Entre os seus dons contam-se o domínio técnico de uma voz de barítono com um alcance de quatro oitavas, a profundidade das suas interpretações, o forte sentido rítmico e o vasto fraseado e dinâmicas produzidas, o que faz com que seja muitas vezes visto como um verdadeiro instrumentista. No seu repertório contam-se temas da sua lavra e bem assim uma leitura moderna dos velhos standards, ambos propícios ao seu scat singing, assim como ao vocalese, com letras por si escritas para solos emblemáticos dos grandes nomes do jazz (Wayne Shorter, Keith Jarrett, Dexter Gordon, Pat Metheny), revisitando a tradição de nomes como Eddie Jefferson e Jon Hendricks, dos quais se assume aliás como natural herdeiro.

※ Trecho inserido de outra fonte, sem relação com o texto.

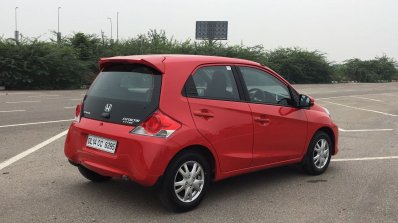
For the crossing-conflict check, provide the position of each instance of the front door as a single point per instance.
(280, 128)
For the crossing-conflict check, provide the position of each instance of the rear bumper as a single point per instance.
(140, 158)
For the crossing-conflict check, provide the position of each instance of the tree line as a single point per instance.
(72, 62)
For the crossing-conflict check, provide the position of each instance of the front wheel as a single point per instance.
(318, 154)
(185, 182)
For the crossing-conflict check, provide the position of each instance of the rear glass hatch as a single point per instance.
(124, 94)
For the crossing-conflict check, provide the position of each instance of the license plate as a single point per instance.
(106, 145)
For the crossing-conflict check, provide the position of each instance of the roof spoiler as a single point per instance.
(153, 62)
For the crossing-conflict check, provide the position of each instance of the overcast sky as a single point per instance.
(342, 29)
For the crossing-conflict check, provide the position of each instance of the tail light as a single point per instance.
(158, 125)
(78, 112)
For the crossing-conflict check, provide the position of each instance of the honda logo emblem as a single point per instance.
(108, 108)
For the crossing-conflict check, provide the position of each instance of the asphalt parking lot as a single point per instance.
(361, 184)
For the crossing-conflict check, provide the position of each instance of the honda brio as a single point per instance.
(179, 122)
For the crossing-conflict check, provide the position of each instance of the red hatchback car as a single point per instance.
(182, 121)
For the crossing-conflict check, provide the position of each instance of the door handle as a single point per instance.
(262, 119)
(204, 113)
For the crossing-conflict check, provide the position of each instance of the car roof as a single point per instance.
(158, 61)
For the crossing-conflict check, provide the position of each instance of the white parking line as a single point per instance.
(16, 102)
(370, 99)
(31, 150)
(43, 95)
(365, 158)
(16, 93)
(364, 130)
(358, 95)
(12, 111)
(362, 109)
(35, 123)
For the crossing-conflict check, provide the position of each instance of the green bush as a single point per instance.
(73, 62)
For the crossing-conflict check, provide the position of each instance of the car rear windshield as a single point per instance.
(123, 93)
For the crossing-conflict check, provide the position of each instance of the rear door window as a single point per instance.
(213, 82)
(124, 94)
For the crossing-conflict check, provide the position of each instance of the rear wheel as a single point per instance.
(318, 154)
(91, 175)
(185, 182)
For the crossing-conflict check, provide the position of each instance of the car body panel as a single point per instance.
(144, 159)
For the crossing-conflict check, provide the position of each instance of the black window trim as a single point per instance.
(246, 93)
(242, 97)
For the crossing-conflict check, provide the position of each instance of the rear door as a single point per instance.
(280, 128)
(221, 116)
(124, 94)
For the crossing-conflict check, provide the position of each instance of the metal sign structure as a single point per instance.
(211, 30)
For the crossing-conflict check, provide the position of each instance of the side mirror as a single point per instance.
(305, 101)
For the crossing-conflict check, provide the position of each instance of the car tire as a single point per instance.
(183, 190)
(319, 153)
(91, 175)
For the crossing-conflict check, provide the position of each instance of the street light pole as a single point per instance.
(58, 33)
(110, 20)
(58, 17)
(117, 27)
(16, 34)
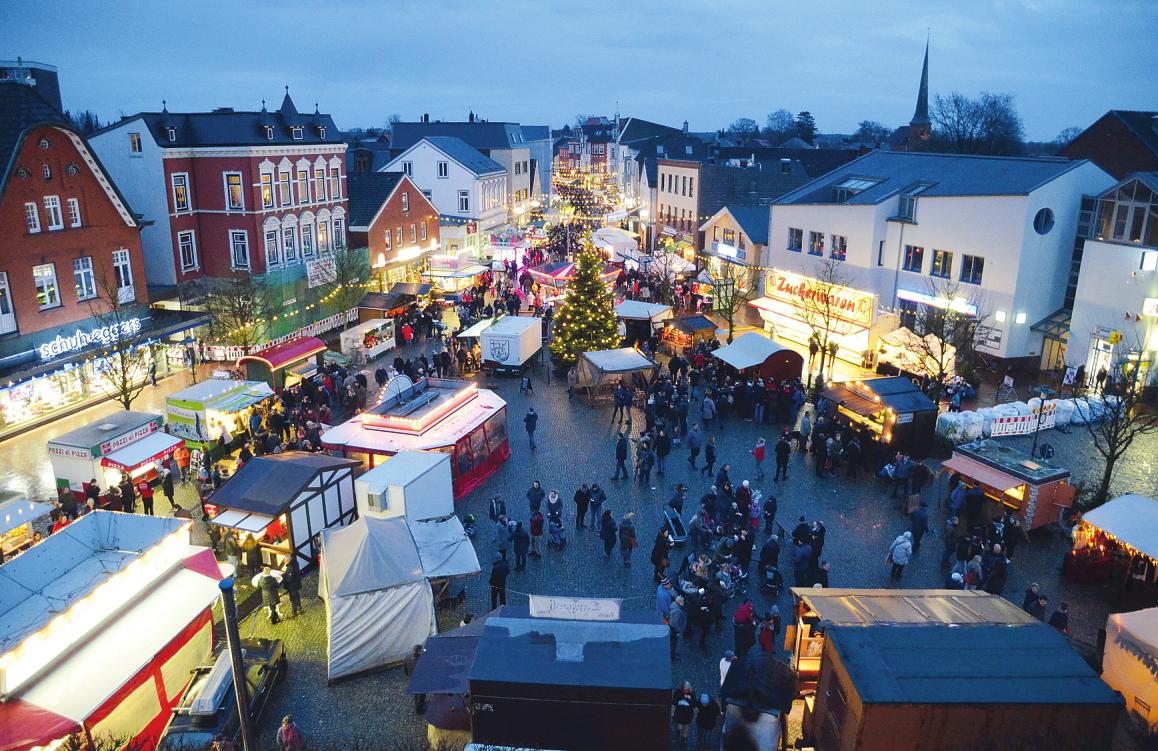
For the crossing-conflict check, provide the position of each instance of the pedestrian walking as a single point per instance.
(499, 572)
(899, 554)
(530, 421)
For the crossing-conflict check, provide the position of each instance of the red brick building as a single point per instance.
(1120, 141)
(231, 192)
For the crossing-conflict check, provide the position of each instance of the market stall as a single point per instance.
(891, 412)
(1130, 662)
(681, 334)
(284, 365)
(101, 626)
(756, 353)
(367, 340)
(198, 413)
(601, 370)
(121, 443)
(433, 414)
(1032, 488)
(16, 520)
(1118, 540)
(283, 501)
(642, 319)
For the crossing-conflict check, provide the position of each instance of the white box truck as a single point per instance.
(416, 485)
(511, 341)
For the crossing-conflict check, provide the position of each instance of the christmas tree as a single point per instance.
(585, 322)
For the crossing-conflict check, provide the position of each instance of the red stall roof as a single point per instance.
(286, 353)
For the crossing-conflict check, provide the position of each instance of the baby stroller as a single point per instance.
(772, 582)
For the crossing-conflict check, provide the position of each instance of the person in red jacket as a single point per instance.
(759, 454)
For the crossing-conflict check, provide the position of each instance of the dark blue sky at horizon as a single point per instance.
(1065, 61)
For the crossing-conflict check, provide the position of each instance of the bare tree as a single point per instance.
(986, 125)
(242, 308)
(823, 309)
(946, 332)
(124, 354)
(1118, 420)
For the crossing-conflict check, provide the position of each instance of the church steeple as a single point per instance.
(920, 126)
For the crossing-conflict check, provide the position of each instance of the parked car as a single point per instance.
(207, 706)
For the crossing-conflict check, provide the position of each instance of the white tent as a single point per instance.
(1131, 520)
(1130, 663)
(748, 350)
(615, 241)
(444, 549)
(639, 310)
(378, 601)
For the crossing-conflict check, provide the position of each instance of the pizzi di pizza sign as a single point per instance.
(799, 291)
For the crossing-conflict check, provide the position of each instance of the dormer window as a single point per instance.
(844, 190)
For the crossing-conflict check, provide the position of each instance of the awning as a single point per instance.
(152, 447)
(982, 473)
(286, 353)
(242, 521)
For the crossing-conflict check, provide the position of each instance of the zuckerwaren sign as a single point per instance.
(103, 336)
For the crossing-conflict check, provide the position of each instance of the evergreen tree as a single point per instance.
(585, 322)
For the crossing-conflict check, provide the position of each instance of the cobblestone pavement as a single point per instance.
(576, 444)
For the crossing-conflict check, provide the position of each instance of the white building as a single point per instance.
(457, 179)
(1118, 286)
(996, 234)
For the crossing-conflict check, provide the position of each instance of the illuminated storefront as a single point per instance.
(791, 310)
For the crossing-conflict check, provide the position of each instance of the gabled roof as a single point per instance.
(481, 134)
(944, 174)
(367, 192)
(226, 126)
(462, 153)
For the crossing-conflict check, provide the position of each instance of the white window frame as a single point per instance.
(177, 207)
(74, 212)
(53, 218)
(33, 216)
(52, 287)
(272, 249)
(228, 197)
(85, 278)
(191, 237)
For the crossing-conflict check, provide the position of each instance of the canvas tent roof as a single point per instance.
(748, 350)
(1130, 518)
(639, 310)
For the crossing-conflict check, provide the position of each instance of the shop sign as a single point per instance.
(847, 303)
(125, 439)
(322, 271)
(103, 336)
(574, 608)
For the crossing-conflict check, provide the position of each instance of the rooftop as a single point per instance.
(880, 175)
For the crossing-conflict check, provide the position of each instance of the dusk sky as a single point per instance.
(1065, 61)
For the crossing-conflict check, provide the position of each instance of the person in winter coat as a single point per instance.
(899, 554)
(607, 532)
(628, 540)
(583, 500)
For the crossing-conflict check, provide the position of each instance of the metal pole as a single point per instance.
(229, 608)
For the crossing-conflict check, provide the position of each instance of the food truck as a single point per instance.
(816, 610)
(284, 365)
(198, 413)
(16, 520)
(121, 443)
(367, 340)
(431, 414)
(1033, 488)
(511, 343)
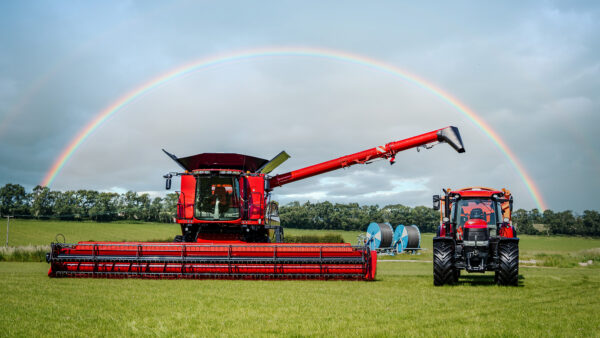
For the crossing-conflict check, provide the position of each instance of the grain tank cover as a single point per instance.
(219, 161)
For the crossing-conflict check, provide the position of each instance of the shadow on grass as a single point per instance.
(483, 280)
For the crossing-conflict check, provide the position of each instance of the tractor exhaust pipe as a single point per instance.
(451, 135)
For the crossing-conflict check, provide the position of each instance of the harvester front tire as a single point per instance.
(443, 263)
(508, 264)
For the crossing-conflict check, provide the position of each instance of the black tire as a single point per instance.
(443, 263)
(508, 263)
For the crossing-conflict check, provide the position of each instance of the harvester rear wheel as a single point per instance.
(507, 272)
(443, 263)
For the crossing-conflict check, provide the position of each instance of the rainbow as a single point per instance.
(296, 52)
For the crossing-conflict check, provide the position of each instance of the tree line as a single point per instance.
(327, 215)
(43, 203)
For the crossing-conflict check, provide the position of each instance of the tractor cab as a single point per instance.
(475, 213)
(474, 233)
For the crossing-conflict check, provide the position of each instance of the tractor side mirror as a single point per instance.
(436, 202)
(168, 181)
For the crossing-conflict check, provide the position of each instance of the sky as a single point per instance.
(529, 70)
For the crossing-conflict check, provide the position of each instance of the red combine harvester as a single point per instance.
(225, 213)
(475, 235)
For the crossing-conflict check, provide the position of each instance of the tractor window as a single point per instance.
(474, 208)
(217, 198)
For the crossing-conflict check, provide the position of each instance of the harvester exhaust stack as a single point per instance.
(227, 221)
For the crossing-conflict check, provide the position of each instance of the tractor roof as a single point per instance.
(477, 192)
(220, 161)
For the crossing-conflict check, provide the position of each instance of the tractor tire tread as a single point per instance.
(508, 264)
(443, 263)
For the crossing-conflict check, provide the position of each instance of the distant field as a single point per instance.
(32, 232)
(402, 301)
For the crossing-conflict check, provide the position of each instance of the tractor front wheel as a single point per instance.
(443, 263)
(507, 272)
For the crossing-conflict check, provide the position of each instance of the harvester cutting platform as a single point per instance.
(225, 213)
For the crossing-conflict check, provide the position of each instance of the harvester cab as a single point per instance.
(224, 197)
(476, 235)
(225, 214)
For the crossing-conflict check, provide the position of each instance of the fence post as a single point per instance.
(7, 224)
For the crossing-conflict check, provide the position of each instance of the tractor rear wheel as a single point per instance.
(507, 272)
(443, 263)
(456, 275)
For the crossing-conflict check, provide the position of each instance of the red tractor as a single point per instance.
(476, 235)
(225, 213)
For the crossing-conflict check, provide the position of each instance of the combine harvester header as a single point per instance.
(226, 216)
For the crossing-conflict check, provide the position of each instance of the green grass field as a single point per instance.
(402, 301)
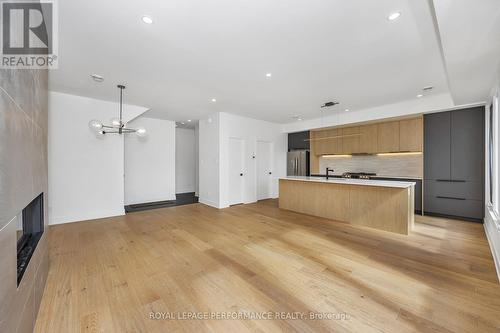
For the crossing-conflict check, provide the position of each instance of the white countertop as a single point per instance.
(347, 181)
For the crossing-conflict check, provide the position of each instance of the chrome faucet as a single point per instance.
(328, 170)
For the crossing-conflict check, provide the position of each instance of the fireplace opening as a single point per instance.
(29, 231)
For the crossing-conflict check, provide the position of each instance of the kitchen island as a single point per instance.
(379, 204)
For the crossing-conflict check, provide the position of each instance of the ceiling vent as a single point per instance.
(329, 104)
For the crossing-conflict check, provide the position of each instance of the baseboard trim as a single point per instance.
(209, 203)
(492, 230)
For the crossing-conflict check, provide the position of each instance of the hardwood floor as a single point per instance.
(109, 275)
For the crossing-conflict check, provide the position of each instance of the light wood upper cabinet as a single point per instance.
(368, 139)
(350, 140)
(388, 137)
(326, 142)
(411, 135)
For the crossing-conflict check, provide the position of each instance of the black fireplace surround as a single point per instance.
(29, 232)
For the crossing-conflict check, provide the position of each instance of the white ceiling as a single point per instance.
(316, 50)
(470, 34)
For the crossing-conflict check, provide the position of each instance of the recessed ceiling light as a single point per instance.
(147, 19)
(394, 16)
(97, 77)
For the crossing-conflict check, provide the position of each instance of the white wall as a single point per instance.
(492, 216)
(209, 172)
(215, 132)
(251, 131)
(185, 160)
(85, 172)
(150, 162)
(197, 159)
(426, 104)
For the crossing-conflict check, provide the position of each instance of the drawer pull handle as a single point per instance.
(452, 198)
(451, 180)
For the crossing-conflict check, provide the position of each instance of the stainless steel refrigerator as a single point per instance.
(298, 163)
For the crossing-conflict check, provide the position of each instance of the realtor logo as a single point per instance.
(29, 34)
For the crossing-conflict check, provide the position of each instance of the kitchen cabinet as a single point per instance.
(410, 135)
(368, 139)
(467, 144)
(388, 137)
(350, 140)
(437, 142)
(454, 163)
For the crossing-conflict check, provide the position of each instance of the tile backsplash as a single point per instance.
(404, 166)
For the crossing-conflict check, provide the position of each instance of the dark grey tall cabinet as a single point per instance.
(454, 163)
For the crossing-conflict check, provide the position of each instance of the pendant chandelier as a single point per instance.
(117, 125)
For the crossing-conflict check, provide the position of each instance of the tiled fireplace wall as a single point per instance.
(23, 176)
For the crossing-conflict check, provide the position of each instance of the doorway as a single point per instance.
(236, 172)
(264, 170)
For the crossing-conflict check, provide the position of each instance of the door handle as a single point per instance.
(451, 198)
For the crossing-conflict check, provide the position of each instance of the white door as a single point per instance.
(236, 175)
(264, 170)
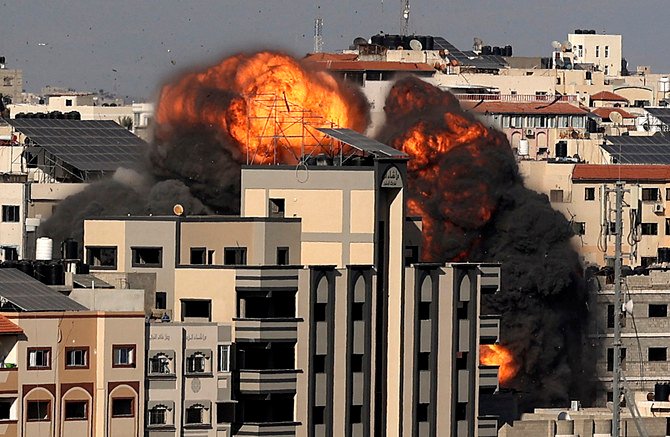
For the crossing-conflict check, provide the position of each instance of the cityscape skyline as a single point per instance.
(136, 52)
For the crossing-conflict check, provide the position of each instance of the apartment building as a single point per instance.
(310, 314)
(67, 371)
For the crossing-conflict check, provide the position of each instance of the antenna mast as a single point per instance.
(405, 17)
(318, 35)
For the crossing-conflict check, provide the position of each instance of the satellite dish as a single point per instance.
(615, 117)
(415, 44)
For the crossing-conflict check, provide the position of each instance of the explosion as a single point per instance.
(260, 101)
(497, 355)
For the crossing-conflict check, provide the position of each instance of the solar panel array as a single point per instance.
(88, 145)
(639, 150)
(29, 294)
(361, 142)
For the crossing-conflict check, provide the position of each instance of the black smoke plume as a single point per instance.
(476, 208)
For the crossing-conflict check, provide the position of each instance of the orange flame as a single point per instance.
(260, 100)
(497, 355)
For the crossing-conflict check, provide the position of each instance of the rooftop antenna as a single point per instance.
(318, 35)
(405, 17)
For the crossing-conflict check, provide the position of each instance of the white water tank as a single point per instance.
(524, 147)
(44, 249)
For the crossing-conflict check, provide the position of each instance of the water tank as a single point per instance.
(44, 249)
(524, 147)
(70, 249)
(562, 149)
(661, 391)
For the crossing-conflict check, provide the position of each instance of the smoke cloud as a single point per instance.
(464, 182)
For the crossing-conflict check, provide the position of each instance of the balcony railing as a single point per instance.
(267, 381)
(266, 329)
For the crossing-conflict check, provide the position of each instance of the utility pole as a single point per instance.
(618, 307)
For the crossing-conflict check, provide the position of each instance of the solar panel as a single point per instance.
(88, 145)
(29, 294)
(639, 150)
(363, 143)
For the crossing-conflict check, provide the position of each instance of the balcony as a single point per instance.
(488, 377)
(279, 329)
(269, 428)
(9, 379)
(268, 381)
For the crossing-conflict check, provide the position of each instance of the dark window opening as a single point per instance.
(658, 354)
(10, 213)
(161, 300)
(589, 193)
(423, 361)
(198, 255)
(658, 310)
(122, 407)
(424, 310)
(196, 308)
(282, 256)
(235, 256)
(277, 207)
(147, 256)
(39, 410)
(75, 410)
(101, 257)
(651, 194)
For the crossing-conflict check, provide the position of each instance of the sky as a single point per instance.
(131, 47)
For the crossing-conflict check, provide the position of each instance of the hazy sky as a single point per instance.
(131, 46)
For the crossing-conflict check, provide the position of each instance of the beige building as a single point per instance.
(310, 314)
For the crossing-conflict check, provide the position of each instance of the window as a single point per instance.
(658, 310)
(160, 364)
(101, 257)
(195, 415)
(579, 228)
(589, 193)
(277, 207)
(235, 256)
(10, 213)
(39, 411)
(610, 316)
(556, 196)
(356, 362)
(161, 300)
(158, 415)
(649, 228)
(658, 354)
(356, 414)
(196, 309)
(196, 363)
(424, 361)
(123, 356)
(39, 358)
(122, 407)
(6, 405)
(147, 256)
(76, 357)
(224, 358)
(76, 410)
(282, 256)
(198, 255)
(651, 195)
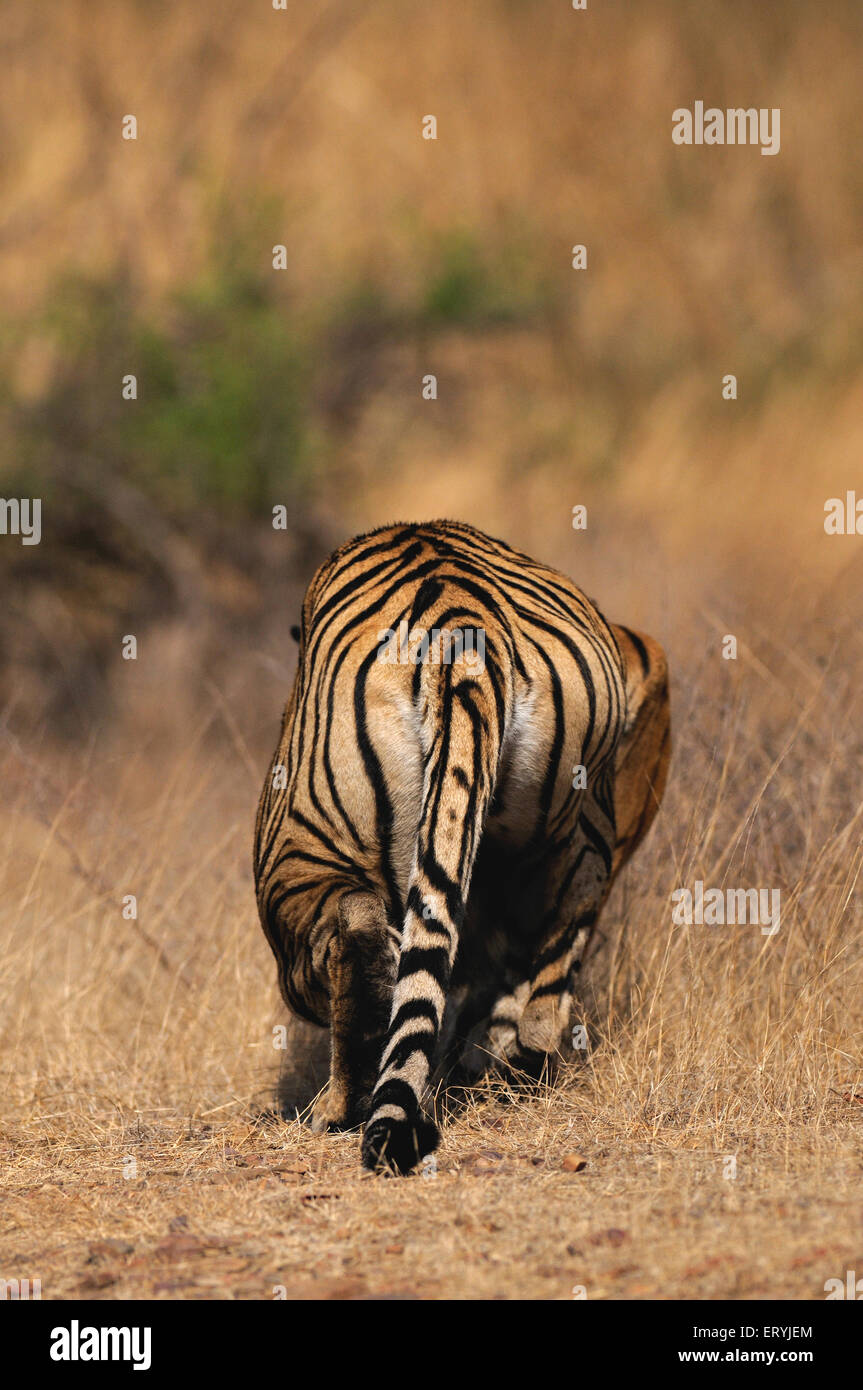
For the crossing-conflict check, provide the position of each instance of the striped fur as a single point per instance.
(427, 872)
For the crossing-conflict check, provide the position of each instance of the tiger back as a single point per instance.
(438, 831)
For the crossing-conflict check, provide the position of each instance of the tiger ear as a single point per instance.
(641, 765)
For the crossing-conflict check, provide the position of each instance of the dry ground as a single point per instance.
(136, 1055)
(139, 1157)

O Estoril Jazz prossegue assim a sua orientação de revelar em primeira mão ao público nacional as grandes vozes contemporâneas do Jazz, depois de ter apresentado no passado artistas como Diana Krall, Dianne Reeves ou Dena DeRose.

5 Comments:

At quinta jul 12, 06:43:00 da tarde 2007, Anonymous Anónimo said...

O take 5 foi composto pelo Paul Desmond.Veja lá se tem mais atenção...o Dave Brubeck é que popularizou o tema...nada mais.

 
At quinta jul 12, 09:20:00 da tarde 2007, Anonymous Anónimo said...

corroboro


roger



: )

 
At sexta jul 13, 12:00:00 da manhã 2007, Blogger Joao Moreira dos Santos said...

Obrigado pela correcção do lapso.

 
At domingo jul 15, 10:28:00 da tarde 2007, Anonymous Luís Pereira said...

Fui ver o Kurt Elling ontem e a tarde/noite foi muito melhor do que o muito bom que eu já esperava. Arrepiei-me várias vezes durante o melhor concerto a que já assisti. Sinto-me felizardo de ter ouvido o Kurt a cantar ao vivo. O Laurence Hobgood ao piano foi igualmente arrepiante.

 
At domingo jul 15, 11:18:00 da tarde 2007, Blogger Joao Moreira dos Santos said...

Caro Luís Pereira,

Fico muito satisfeito que tenha apreciado o Kurt Elling, o que também sucedeu comigo. Ele é de facto execpcional e creio que ainda tem muito para melhorar com a idade.

É como ouvir a Ella Fitzgerald dos anos 40 e depois dos 50 e 60.